Alternative Processes of Human Capital Formation for Developing Market Entrepreneurs
To get at the rich, complex, interwoven and path-dependent nature of human capital capitalization for entrepreneurs in the context of emerging markets, we take a qualitative approach that captures, through two sets of interviews, the life-journeys of entrepreneurs and the life-cycles of their ventures. Current theory surrounding sources of human capital in the entrepreneurial context serves as a starting point for theorizing from this data set, but given the paucity of process-based research on human capital formation, especially in extreme conditions, much of our theorizing is inductive. Our goal is to isolate key processes by which entrepreneurs continue to grow their human capital, especially when traditional sources are not available, or even denied.

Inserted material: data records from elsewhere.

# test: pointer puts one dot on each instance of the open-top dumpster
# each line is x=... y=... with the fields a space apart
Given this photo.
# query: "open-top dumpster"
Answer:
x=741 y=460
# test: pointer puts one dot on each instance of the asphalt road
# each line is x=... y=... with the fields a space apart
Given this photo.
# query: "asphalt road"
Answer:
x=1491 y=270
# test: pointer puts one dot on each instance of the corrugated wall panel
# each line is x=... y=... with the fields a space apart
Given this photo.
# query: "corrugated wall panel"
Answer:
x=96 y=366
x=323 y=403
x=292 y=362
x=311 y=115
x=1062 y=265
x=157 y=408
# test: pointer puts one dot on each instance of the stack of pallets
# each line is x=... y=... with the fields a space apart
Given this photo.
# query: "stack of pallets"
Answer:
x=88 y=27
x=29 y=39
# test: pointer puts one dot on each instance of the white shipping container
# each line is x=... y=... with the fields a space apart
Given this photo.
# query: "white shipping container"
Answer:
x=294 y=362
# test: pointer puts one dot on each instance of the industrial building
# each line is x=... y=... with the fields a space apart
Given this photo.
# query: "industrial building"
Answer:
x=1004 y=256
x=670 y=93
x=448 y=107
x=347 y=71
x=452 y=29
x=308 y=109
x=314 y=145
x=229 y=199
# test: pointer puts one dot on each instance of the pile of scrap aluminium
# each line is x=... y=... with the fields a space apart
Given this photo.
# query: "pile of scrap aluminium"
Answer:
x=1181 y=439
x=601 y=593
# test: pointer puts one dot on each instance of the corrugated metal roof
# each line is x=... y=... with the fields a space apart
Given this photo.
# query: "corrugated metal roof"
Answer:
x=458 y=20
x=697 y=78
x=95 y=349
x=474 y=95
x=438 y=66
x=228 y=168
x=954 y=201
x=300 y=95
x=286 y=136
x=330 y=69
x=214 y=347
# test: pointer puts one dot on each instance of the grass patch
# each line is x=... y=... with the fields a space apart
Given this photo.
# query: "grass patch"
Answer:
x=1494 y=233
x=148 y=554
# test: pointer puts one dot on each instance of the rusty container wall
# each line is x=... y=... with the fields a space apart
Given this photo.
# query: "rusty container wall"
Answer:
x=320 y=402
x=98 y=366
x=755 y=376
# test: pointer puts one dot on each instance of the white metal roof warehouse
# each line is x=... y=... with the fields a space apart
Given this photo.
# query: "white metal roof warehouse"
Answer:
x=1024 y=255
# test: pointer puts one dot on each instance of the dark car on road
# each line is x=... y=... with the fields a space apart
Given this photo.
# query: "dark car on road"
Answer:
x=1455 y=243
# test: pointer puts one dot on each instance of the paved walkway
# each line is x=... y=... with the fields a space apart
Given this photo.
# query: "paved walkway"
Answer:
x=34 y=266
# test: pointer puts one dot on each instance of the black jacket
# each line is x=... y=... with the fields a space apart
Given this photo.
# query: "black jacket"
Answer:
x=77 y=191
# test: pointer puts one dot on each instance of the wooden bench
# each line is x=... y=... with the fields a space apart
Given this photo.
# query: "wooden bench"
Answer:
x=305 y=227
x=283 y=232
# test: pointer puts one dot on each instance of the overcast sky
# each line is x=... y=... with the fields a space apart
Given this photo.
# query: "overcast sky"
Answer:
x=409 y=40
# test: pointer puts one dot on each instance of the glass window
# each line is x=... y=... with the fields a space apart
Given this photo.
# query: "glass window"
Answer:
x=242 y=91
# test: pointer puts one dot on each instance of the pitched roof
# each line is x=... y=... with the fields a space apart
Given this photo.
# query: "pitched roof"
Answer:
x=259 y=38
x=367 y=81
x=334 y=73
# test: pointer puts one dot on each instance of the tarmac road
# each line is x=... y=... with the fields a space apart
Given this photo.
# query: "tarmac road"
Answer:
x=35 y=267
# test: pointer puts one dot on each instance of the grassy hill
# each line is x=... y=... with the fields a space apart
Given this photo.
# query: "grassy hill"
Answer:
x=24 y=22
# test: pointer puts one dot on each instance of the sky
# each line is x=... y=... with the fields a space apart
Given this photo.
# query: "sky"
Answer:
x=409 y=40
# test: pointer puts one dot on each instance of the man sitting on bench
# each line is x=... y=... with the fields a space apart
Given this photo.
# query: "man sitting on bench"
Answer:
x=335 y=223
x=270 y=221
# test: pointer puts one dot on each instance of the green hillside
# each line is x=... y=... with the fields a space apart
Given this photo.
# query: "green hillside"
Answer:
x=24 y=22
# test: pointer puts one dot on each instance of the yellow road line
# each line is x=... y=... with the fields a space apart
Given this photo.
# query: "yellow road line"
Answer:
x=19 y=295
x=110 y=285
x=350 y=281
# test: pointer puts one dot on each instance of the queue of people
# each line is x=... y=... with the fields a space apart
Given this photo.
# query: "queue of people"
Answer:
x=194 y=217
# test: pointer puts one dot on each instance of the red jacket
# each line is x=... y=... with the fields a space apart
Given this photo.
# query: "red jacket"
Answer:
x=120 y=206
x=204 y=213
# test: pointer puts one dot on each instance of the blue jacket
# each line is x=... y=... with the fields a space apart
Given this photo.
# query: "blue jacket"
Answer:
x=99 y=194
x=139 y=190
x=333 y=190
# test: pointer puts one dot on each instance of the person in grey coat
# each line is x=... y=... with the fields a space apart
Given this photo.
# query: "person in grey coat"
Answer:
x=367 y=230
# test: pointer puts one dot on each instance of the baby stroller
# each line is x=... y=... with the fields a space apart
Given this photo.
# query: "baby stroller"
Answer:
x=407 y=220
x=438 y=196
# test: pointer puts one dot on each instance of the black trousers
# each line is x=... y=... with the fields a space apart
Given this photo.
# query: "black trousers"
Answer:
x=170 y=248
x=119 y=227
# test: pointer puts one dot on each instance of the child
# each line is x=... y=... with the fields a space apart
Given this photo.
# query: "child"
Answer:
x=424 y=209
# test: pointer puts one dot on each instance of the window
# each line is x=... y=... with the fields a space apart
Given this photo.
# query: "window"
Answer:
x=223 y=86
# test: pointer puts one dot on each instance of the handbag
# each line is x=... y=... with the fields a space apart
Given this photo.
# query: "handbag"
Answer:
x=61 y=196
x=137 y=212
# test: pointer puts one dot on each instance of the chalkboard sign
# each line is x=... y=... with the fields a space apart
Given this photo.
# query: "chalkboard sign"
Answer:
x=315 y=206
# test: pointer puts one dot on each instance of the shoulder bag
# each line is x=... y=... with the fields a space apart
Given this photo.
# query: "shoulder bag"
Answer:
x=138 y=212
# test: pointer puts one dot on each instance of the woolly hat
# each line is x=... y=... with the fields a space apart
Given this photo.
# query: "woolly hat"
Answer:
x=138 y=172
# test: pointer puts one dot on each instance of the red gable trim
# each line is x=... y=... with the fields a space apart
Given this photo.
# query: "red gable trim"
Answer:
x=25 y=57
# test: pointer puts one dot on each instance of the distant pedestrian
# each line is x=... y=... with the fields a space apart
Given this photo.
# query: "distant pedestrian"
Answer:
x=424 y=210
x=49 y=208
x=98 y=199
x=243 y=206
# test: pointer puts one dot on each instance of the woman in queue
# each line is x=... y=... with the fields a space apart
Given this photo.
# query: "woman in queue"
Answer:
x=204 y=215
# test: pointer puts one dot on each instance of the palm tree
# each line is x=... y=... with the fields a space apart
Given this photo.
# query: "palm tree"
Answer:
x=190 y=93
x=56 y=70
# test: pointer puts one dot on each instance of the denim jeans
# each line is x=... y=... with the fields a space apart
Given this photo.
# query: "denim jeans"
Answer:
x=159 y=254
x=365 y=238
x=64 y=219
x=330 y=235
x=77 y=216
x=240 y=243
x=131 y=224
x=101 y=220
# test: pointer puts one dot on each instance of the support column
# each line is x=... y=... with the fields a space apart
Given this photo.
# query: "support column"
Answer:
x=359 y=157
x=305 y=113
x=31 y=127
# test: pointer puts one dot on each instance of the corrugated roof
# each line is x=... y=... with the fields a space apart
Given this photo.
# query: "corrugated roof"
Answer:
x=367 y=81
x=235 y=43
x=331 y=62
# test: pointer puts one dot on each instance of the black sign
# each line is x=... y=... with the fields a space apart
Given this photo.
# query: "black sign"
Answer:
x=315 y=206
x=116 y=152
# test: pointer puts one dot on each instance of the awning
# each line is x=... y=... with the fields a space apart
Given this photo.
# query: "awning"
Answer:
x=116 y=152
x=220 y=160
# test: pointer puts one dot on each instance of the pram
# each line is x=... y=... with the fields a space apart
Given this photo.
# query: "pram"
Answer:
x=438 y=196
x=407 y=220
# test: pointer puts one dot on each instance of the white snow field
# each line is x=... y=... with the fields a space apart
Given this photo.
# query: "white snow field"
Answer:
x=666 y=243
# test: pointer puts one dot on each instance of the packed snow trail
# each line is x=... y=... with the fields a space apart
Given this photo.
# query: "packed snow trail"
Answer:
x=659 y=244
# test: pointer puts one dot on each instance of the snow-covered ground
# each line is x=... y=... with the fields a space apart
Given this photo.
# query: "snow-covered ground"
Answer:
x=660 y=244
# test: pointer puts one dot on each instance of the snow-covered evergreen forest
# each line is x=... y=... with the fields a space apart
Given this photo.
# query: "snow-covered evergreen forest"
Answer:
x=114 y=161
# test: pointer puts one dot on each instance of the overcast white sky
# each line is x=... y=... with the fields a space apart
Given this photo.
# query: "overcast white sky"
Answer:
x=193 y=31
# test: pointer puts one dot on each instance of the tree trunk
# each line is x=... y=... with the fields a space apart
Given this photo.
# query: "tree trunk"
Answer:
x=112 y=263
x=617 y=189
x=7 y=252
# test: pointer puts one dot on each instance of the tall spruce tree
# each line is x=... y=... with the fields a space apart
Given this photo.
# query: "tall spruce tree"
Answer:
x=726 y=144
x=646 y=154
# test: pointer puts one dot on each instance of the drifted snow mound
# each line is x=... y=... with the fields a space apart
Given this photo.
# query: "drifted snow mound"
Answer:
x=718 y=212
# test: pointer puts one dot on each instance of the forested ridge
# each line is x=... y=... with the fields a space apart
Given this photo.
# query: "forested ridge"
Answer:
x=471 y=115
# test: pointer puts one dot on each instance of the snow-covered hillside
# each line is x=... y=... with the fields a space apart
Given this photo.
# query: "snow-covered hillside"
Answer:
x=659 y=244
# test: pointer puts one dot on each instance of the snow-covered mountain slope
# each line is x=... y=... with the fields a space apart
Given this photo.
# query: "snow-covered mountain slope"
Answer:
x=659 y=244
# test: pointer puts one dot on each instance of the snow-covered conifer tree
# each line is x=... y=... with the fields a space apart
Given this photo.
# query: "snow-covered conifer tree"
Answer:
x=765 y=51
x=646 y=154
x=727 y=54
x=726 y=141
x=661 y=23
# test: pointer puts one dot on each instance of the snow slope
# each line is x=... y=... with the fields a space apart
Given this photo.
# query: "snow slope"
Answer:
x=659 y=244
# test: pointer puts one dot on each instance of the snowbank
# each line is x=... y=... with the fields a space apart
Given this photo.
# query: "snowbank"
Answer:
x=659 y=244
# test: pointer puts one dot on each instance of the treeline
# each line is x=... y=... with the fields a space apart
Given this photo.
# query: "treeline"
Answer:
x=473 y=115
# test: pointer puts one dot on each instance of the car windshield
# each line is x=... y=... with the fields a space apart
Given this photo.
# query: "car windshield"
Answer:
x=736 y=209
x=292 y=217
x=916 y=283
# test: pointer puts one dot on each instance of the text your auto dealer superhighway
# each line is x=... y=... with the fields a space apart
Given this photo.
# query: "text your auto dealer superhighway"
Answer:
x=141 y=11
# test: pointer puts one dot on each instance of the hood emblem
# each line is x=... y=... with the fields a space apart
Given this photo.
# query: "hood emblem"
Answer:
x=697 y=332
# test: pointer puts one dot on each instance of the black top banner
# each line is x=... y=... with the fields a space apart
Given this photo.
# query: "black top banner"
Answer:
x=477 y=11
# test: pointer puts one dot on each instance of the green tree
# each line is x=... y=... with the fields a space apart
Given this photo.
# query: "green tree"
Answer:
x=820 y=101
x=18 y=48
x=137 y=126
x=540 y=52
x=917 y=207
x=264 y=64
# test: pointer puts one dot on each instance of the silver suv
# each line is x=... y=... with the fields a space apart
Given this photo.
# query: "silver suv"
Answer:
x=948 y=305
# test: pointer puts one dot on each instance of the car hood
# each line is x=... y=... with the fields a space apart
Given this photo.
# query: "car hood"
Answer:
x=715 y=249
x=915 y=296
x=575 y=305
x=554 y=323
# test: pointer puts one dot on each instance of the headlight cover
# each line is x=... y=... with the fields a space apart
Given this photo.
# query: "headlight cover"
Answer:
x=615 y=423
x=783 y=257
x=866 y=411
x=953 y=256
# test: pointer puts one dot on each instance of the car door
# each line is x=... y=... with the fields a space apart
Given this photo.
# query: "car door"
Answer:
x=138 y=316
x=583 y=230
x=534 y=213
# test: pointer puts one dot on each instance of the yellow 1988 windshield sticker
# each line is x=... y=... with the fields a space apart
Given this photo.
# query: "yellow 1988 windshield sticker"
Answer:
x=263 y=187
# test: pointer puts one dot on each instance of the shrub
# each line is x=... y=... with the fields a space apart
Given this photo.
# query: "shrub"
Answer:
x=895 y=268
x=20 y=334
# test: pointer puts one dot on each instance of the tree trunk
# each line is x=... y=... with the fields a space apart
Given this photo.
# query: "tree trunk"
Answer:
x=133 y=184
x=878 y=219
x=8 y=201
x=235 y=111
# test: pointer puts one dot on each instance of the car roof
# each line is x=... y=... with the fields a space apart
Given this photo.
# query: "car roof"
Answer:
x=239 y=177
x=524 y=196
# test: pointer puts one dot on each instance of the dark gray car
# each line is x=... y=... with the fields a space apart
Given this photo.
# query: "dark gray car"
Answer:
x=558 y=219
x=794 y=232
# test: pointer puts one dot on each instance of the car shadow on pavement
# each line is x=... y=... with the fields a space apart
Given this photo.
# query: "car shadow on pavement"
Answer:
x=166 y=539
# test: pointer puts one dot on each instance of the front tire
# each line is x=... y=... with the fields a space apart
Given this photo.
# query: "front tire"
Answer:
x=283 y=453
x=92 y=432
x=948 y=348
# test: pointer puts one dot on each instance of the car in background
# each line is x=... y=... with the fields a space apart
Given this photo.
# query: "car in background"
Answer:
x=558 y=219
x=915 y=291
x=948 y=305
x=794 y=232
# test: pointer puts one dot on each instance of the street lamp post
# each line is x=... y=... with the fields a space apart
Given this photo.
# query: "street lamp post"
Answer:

I am entering my fourth year of the PhD program at Ivey, and expect to graduate in mid-2016. My research focuses on how entrepreneurs in the developing world acquire the human capital they need in order to start, run, and expand their businesses, despite being in situations that deprive them of many of the traditional mechanisms that developed-world entrepreneurs rely on. This stream of research takes place in Ghana, though I also have research experience Kenya, Rwanda and Tanzania. Before starting the PhD program, I spent time working as an engineering consultant for two NGOs in Haiti, which is where my interest in development comes from.
On a personal note, I’m about as Canadian as can be, and though I don’t play hockey, I make up for this by drinking maple syrup every morning.